Modischer Chick kommt vor Gesundheit und Teamdenken. Sogenannte imaginäre Grusel Clowns verderben unbewusst herrlichen Nacht OL Flow. Ohne trendigem, eisigen Starbucks Kaffee und tonnenweise Kentucky fried chicken hat man schlechte Laune. Mit selbigem Food ist man auf 150 oder hat Magenschmerzen. Läuft im System mal was schief, verliert man sofort Geduld und Nerven. Dass Tee heiß ist, merkt man zu spät. Dass man seine sieben Zwetschken stets im Rucksack verstauen soll, daran muss Karin zum x-ten Mal erinnern und wird auch mal zornig, wenn’s noch immer nicht klappt. Einzusehen, dass man in der Nacht nicht ohne langärmeligem Funktionsshirt unter dem luftigen LKI Shirt läuft, dazu braucht es mitunter eine Pistole am Rücken. Eine solche hilft aber nicht mal, wenn’s darum geht, nach dem Lauf bei fast Minusgraden, mit warmen Socken in frische Schuhe zu schlüpfen und nicht barfuß, weil eben modisch nicht akzeptabel. Und frische Bettwäsche auf den Betten packt man lieber nicht aus. Es könnte erstens in Arbeit ausarten und zweitens mehr Geld kosten.
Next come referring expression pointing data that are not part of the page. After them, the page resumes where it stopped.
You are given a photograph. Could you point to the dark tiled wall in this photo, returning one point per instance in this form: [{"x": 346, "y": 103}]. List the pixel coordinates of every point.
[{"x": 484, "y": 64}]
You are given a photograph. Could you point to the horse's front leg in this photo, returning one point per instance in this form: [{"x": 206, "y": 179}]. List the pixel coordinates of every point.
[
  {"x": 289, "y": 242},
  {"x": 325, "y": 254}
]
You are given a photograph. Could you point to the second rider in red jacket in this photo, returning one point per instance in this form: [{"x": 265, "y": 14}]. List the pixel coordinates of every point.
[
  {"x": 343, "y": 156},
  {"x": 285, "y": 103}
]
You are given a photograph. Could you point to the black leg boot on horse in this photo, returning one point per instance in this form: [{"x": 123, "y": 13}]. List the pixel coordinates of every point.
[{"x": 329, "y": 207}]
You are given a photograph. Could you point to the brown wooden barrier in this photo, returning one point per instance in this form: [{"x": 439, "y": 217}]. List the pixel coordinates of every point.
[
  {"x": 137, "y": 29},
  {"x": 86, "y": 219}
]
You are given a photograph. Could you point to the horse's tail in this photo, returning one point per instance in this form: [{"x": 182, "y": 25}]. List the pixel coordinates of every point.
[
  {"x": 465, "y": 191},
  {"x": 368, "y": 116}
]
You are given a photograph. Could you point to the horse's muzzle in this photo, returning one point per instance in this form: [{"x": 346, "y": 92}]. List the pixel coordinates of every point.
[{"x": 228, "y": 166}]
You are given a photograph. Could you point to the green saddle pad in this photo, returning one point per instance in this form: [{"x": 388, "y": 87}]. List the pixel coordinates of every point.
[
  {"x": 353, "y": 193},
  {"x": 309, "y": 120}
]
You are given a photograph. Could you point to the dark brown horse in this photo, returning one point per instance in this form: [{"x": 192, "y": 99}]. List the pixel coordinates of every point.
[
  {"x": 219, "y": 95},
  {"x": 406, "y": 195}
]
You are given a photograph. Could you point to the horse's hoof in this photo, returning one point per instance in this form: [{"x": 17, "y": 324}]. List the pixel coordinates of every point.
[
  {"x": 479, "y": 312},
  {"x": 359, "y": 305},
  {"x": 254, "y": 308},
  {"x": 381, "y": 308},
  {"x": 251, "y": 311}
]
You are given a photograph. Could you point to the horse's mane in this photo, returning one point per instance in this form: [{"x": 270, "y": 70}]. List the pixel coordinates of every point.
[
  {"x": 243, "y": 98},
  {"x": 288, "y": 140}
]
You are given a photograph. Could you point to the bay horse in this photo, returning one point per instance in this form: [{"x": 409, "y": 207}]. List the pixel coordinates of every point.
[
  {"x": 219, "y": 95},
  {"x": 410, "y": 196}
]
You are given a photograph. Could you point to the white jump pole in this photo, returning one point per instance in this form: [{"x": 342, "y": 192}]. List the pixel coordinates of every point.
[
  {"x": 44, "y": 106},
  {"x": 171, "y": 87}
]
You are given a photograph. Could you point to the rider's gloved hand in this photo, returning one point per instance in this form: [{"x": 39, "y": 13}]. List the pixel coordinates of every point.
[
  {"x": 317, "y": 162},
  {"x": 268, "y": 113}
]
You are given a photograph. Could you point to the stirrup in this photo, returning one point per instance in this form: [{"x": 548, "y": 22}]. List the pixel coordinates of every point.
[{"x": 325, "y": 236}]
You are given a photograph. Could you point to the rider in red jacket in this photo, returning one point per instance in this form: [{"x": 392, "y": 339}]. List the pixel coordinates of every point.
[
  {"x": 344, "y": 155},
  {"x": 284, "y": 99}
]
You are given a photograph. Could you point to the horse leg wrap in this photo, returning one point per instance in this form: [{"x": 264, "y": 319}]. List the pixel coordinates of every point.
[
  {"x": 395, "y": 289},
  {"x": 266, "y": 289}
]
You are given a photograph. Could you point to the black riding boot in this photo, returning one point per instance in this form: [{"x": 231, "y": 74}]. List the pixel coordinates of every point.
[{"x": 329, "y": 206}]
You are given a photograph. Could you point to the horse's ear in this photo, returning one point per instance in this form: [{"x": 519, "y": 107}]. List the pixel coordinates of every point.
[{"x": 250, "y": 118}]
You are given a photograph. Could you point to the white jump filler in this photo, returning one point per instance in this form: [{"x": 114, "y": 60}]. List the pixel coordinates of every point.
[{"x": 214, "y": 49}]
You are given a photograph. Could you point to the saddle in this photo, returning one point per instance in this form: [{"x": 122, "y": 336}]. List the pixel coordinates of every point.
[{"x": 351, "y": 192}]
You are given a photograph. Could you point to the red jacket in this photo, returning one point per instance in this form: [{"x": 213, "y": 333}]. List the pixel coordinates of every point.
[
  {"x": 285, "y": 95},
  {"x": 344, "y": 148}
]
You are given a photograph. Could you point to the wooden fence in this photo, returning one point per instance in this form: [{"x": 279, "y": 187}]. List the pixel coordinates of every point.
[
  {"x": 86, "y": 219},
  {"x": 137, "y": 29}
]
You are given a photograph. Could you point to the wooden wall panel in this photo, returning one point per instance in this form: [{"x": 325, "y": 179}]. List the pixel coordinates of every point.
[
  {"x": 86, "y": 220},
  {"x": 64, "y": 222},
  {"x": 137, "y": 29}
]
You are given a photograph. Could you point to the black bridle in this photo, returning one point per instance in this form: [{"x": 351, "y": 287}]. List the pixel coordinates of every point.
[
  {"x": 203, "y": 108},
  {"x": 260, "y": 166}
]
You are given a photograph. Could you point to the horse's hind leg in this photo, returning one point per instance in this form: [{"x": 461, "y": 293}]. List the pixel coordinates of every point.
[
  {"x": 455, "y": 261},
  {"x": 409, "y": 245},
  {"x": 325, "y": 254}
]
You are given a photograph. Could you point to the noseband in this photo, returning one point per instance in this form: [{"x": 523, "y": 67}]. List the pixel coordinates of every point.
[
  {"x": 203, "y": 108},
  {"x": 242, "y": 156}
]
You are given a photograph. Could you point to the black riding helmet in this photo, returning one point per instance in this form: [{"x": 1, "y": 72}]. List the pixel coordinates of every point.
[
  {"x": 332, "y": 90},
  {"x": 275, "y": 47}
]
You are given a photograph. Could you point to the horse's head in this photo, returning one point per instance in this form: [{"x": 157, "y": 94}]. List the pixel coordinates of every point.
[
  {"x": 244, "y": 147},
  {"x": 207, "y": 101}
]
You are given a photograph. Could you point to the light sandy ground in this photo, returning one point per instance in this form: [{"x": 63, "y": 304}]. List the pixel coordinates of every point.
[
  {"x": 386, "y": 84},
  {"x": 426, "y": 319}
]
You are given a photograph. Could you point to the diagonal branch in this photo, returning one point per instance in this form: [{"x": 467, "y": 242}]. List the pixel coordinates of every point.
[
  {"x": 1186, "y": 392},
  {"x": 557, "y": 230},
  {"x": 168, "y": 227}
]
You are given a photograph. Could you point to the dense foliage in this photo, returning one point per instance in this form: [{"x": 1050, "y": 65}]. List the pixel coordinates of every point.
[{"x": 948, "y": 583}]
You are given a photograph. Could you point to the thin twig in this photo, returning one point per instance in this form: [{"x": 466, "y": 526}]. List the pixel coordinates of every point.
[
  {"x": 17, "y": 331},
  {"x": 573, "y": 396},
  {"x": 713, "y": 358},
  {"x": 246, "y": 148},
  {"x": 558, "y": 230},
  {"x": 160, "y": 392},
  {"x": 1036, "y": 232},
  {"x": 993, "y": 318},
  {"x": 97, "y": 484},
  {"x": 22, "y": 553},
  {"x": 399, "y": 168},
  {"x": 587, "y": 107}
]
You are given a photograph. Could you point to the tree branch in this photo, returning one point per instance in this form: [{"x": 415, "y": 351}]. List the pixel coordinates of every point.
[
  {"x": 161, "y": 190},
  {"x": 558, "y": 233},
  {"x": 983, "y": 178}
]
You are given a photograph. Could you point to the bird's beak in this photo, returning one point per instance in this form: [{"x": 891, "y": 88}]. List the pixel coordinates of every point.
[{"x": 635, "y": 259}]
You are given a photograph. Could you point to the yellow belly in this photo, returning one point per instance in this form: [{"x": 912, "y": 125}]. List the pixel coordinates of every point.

HG hat sich die Mühe gemacht für uns eine günstige Unterkunft so ca. in der Mitte von Wien Hauptbahnhof, Schloss Laxenburg und Karl- Wrba- Hof in Favoriten zu finden. Fußmärsche, U-bahn, Strassenbahn, Bus und Taxi halfen uns stets rechtzeitig zu den Wettkampfzentren zu gelangen. Da brauchte es einen ausgeklügelten Plan!

Diesen benötigte man aber auch bei den Bewerben. Speziell der Karl-Wrba-Hof, die sogenannte Senfanlage, mit ihren 1048 senffarbenen Wohnungen und 35 Stiegen in unterschiedlichen Bauhöhen, hatte es faustdick hinter den Ohren. Nicht umsonst wurde die Karte im Massstab 1:3000 gezeichnet. Anders wäre sie bei Tempo in diesem riesigen Betonlabyrinth schier unmöglich zu lesen. Diese ungewohnte Herausforderung kam aber sehr gut an, weil man eben extrem aufpassen und höchst konzentriert die Laufwege planen musste.

Am besten gelang dies Martina Kogler (OL Kufstein), die sowohl den Sprint im Karl-Wrba- Hof, als auch den Nacht OL im Schlosspark Laxenburg überlegen gewann und somit auch die Austriacup Gesamtwertung endgültig für sich entscheiden konnte. Die Mädels in der D -14 Klasse ( Lena und Lisa Ennemoser, Elisa Posch und Lisa Moosmann ) platzierten sich alle, bis auf Tanja Mark, unter den ersten 10 von 16, wobei Lena Ennemoser auf das Stockerl lief. Nur 4 Sekunden trennten sie von Silber, was sie ohne Sturzpech im Zielsprint sicherlich erreicht hätte.

Viele Laufmeter, aber noch wenige OL Meter hat Xaver Pupeter( H12) in Beinen und Kopf. Trotzdem zeigte er eine passable Leistung. Wir werden sicherlich noch öfter von ihm hören.

Unsere H15-18 Brigade ( Martin Ewerz, Fabian Schirmer, Simon Ambacher und Dorian Dialer) mischt stets gut mit, aber für einen vorderen Platz reicht es meist nicht. Diesmal übertrumpfte Dorian seine Kollegen. Er hat sich während dieser Saison stark verbessert. In Abwesenheit von Martin Kofler und Lorenz Schnegg, die aus Verletzungsgründen kaum oder nur wenige Rennen mitmachen konnten, führt er im Tirolcup. Bravo! Bravo!

Auch der Nachtlauf im Schlosspark Laxenburg gefiel ausgesprochen gut. Wichtig war eine Lampe, die weit schien, um die Waldnester, auf die man zusteuern wollte, deutlich zu sehen. Die null Höhenmeter waren ausgesprochen angenehm. Die Routen ließen richtige Tempostrecken zu. Da konnte man sich mal auspowern! Lena und Lisa Ennemoser erkämpften gemeinsam eine Bronzemedaille.

Weniger happy waren wir mit den Räumlichkeiten. Wir alle versuchten im Gewurl verzweifelt einen kleinen Umkleideplatz zu finden. Dabei fühlte ich mich, wie eine Henne in einer Legebatterie. HG hatte eine Wundertüte eingepackt: HUMOR!!! Wir bekamen alle eine Überdosis davon, die herrlich gut tat! So kamen unsere „Gschrappen“ und ich letztendlich zufrieden und glücklich durch den Abend und durch die Nacht.